Yep, your regex is off :)
It stumped me for a second, but its clear when you check what your "regex" string actually evaluates to: /product_id:d+/
. This is because the string you're passing in sees the \d
as a literal d
. To fix this, just throw another \
in there so the original \
is whats being escaped. Before, you were matching things like "apple:ddddddd"
.
Once you do that, your code DOES seem to work, but maybe just not like you expect it to?
I've put your code into a function, since you would -- presumably -- be calling this every time you want to add an item to the cart, and added a console.log
statement to show the end value of the "cookie."
// Just as a stand in for actual values
let cart_cookie = 'apples:2,oranges:3,bananas:1';
function addCartItem(product_id) {
const reg = new RegExp(`${product_id}:\\d+`);
console.log(reg)
if (!reg.test(cart_cookie)){
const values = cart_cookie.split(',');
values.push(`${product_id}:1`);
console.log('cart_cookie is now ', values.join(','));
setCookie('cart', values.join(','), 7);
}
else {
console.log('already in cart.')
}
}
addCartItem('apples');
// already in cart.
addCartItem('kiwis');
// cart_cookie is now apples:2,oranges:3,bananas:1,kiwis:1
Its fixed! But...
I'm not quite sure what your product ids look like, but if they contain special characters (e.g. periods, question marks, etc.) it'll cause some issues with how your regex performs.
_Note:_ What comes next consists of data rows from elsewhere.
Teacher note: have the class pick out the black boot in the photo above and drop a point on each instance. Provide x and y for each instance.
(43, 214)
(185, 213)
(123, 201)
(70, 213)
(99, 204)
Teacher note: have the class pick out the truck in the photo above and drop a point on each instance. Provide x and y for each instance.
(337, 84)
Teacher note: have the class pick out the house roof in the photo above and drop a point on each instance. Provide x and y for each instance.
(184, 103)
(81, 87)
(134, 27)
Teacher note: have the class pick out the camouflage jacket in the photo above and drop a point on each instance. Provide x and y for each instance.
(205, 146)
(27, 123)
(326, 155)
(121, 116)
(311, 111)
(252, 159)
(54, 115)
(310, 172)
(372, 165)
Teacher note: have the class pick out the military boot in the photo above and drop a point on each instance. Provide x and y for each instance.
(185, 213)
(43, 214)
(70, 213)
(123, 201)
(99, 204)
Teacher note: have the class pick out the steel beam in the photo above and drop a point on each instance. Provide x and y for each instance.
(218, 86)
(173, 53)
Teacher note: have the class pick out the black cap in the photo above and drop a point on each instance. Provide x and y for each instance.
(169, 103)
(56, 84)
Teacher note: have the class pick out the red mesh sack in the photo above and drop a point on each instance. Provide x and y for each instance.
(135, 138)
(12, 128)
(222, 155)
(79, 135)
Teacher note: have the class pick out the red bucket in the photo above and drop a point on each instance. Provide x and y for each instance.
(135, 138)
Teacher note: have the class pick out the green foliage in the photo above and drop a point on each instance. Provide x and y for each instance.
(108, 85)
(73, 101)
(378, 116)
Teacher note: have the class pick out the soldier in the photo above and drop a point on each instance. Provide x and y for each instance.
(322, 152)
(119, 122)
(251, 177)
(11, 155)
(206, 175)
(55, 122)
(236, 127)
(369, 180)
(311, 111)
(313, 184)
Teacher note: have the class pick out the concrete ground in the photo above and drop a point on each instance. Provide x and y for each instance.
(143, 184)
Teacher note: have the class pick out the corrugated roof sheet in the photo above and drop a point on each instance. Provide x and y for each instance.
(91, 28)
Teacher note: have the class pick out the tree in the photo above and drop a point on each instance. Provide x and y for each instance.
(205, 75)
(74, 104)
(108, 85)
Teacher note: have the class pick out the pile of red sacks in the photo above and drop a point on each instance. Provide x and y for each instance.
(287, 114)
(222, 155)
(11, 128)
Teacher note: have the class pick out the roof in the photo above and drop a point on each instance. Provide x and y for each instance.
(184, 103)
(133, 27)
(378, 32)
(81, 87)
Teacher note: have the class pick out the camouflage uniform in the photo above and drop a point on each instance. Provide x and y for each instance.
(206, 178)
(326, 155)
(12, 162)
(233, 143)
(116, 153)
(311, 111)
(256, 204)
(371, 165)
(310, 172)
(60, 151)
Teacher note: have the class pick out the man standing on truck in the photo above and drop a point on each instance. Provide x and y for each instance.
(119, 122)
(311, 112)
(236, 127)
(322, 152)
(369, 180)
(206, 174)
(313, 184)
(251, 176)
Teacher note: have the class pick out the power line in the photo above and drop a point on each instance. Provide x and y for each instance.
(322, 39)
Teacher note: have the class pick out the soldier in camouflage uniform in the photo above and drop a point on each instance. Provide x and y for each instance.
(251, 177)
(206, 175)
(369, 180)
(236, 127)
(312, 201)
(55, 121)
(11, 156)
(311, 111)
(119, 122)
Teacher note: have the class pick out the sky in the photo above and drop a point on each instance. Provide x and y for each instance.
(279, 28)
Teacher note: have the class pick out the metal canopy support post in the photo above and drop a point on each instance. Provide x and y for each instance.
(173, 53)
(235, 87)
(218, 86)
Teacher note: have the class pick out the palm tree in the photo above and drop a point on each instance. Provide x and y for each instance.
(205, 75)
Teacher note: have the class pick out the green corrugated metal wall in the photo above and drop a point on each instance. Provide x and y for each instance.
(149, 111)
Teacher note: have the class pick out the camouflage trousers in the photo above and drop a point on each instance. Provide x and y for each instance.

I doubt you have things like question marks in it, but something like this illustrates my point:
let cart_cookie = '123.15:3,2.5.141:1';
/* ... */
addCartItem('1.3.15');
// already in cart.
I know, its a rather unlikely scenario -- and it might not even apply to you if you know your product ids won't contain anything tricky -- but if you're goal is to build an online shop, you'll probably want to cover all your bases.
Even fixing that, this still has a potential issue, as this will only let you add a quantity of 1 to an item thats not already in the cart, with no ability to increment it after that. Not sure if thats what you're going for.
This veers off of the main question you posed, but a potentially better solution might be using the browser's localstorage (or sessionstorage) to keep track of the cart. This would allow you to use more familiar data structures to store this info, rather than a string that you have to pray you're parsing correctly.